Jede Anschuldigung traf mich wie ein körperlicher Schlag. Ich umklammerte die Kante des Schreibtisches und kämpfte gegen den Alpha-Befehl an.

„Das habe ich nicht“, keuchte ich. „Nichts davon ist wahr.“

Der Druck verstärkte sich und zwang mich auf die Knie. Meine Wölfin wimmerte und unterwarf sich der überwältigenden Dominanz. Das war ein Dorian, wie ich ihn noch nie gesehen hatte. Er setzte seine volle Alpha-Macht gegen mich ein und brach sein Versprechen, meine Unterwerfung niemals zu erzwingen.

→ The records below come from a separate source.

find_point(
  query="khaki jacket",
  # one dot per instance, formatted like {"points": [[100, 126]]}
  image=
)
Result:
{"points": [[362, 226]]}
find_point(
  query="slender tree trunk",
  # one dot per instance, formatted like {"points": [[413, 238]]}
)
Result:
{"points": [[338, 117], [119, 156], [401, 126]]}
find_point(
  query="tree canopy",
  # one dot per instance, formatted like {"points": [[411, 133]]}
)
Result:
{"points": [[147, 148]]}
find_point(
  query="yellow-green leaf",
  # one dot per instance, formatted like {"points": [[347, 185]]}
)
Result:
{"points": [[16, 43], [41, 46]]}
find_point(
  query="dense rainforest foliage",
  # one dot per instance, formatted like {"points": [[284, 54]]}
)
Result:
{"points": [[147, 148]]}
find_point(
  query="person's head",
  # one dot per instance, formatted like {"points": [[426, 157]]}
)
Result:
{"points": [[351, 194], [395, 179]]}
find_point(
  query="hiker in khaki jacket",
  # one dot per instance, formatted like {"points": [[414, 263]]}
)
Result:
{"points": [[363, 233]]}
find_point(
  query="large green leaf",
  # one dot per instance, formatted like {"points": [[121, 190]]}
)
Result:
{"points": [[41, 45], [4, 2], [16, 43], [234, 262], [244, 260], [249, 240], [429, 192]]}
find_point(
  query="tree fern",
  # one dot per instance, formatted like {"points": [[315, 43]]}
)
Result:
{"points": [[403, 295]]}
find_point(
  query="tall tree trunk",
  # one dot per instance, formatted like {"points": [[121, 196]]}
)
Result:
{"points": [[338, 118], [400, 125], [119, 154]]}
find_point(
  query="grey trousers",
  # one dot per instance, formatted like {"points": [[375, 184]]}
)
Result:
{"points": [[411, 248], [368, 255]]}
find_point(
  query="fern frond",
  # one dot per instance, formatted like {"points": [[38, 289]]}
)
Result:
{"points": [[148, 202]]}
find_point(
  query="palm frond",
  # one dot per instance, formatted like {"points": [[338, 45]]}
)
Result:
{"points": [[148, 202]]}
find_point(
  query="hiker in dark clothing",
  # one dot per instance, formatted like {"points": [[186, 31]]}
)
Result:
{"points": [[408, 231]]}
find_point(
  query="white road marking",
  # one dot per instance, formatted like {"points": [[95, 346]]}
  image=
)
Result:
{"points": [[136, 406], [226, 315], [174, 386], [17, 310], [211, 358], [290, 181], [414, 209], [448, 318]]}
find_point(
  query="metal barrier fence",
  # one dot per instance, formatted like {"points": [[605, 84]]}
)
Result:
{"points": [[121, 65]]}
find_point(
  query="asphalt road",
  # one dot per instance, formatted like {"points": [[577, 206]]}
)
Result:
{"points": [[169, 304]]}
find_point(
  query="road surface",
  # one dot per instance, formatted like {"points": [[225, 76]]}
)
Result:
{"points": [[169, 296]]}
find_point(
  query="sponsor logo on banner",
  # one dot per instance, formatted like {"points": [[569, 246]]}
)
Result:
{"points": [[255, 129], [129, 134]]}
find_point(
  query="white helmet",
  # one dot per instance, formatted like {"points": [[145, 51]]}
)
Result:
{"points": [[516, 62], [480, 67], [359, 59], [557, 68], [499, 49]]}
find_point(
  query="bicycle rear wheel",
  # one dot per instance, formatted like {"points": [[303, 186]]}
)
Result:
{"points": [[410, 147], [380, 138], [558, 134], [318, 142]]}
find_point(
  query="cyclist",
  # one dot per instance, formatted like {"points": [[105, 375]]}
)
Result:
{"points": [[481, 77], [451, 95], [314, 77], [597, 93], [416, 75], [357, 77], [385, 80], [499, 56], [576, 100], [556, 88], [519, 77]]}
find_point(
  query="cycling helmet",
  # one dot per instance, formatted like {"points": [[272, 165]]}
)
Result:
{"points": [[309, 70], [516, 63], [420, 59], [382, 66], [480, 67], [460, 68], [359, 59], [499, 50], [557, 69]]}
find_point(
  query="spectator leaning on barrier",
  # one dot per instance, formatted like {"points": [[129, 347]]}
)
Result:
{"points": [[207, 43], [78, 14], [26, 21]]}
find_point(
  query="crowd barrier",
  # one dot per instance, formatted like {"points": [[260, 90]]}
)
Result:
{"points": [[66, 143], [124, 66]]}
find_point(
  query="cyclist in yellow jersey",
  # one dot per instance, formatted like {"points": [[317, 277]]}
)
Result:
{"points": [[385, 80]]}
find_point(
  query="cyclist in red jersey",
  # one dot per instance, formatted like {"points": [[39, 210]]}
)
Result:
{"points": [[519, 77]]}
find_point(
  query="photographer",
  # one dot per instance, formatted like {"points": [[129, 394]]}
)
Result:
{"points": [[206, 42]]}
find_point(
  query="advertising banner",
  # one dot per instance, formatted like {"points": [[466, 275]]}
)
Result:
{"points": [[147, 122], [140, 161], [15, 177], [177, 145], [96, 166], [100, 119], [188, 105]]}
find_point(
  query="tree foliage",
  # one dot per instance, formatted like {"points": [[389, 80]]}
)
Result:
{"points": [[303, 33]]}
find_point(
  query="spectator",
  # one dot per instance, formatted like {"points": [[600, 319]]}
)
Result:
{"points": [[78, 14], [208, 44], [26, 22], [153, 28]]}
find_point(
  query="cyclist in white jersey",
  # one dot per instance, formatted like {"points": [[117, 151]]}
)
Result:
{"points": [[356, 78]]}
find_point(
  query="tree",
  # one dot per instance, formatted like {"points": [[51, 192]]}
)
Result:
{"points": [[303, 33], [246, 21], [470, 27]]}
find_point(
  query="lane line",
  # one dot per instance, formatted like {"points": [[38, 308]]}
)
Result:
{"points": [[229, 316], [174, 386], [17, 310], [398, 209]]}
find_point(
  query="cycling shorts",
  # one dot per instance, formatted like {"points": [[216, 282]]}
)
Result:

„Akzeptiere es“, befahl er. „Das Zurückweisungsritual wird stattfinden, ob du zustimmst oder nicht.“

Tränen verschleierten meine Sicht, als mir klar wurde, dass ich keine Wahl hatte. Unter seinem Alpha-Befehl würde ich alles verlieren: mein Zuhause, meine Sicherheit, meine letzte Verbindung zu der einzigen Familie, die ich seit Jahren gekannt hatte.